Jean Mabire (8 February 1927—29 March 2006) was a French journalist and essayist. A neo-pagan and nordicist, Mabire is known for the regionalist and euronationalist ideas that he developed in both Europe-Action and GRECE, as well as his controversial books on the Waffen-SS.

Biography

Early life 
Jean Pol Yves Jacques Mabire was born in Paris on 8 February 1927, to a bourgeois family originally from Vire, Normandy. He attended the Collège Stanislas, where he earned a baccalauréat in literature and philosophy.

In 1949, at the age of 22, Mabire created the regionalist magazine Viking and in 1951 left Paris to settle in Cherbourg, Normandy, where he founded a graphic arts workshop. Mabire wrote the majority of the 162 articles published by the magazine until its end in 1958. Viking had 300 to 400 subscribers and the most popular issues sold around 1,000 copies. He regarded the Normans as part of the "Nordic race" and his magazine gave a great importance to Scandinavian cultures and Viking history.

Political activism 
In 1958, Mabire was sent as a reserved soldier to North Africa during the Algerian War (1954–62). Between 1963 and 1965, he wrote articles in Philippe Héduy's L'Esprit public, and was a contributor in Cahiers universitaires, the magazine of the Federation of Nationalist Students (FEN). In 1965, he was part of the grassroots committees of far-right presidential candidate Jean-Louis Tixier-Vignancour, and wrote in January a book to explain his endorsement.

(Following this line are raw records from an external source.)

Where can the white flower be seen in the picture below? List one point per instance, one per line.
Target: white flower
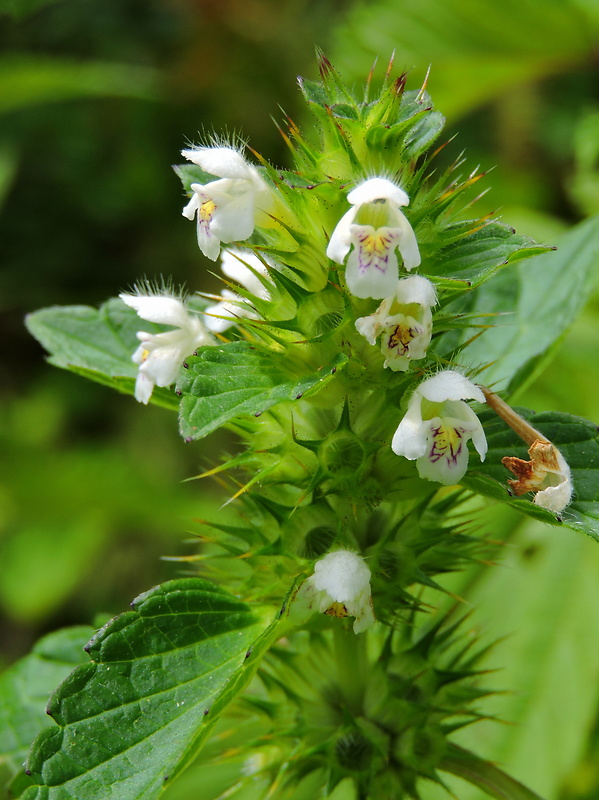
(340, 587)
(226, 209)
(405, 322)
(438, 425)
(555, 490)
(240, 266)
(159, 355)
(376, 227)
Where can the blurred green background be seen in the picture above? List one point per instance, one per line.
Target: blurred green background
(97, 97)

From 1965, he served as the redactor-in-chief of Europe-Action, in which he wrote about neo-paganism, the Waffen SS and the Charlemagne Regiment. Mabire was one of the architects of the euro-nationalist break with the old French nationalism supported by the magazine. He supported instead a pan-European nationalism, decentralized and based on the identities of regions, seen as smaller ethnic nations, a thesis later embodied in Yann Fouéré's "Europe of 100 Flags", published in 1968. His shift towards the radical right was confirmed in many articles Mabire published in Le Spectacle du Monde, Valeurs Actuelles or Minute.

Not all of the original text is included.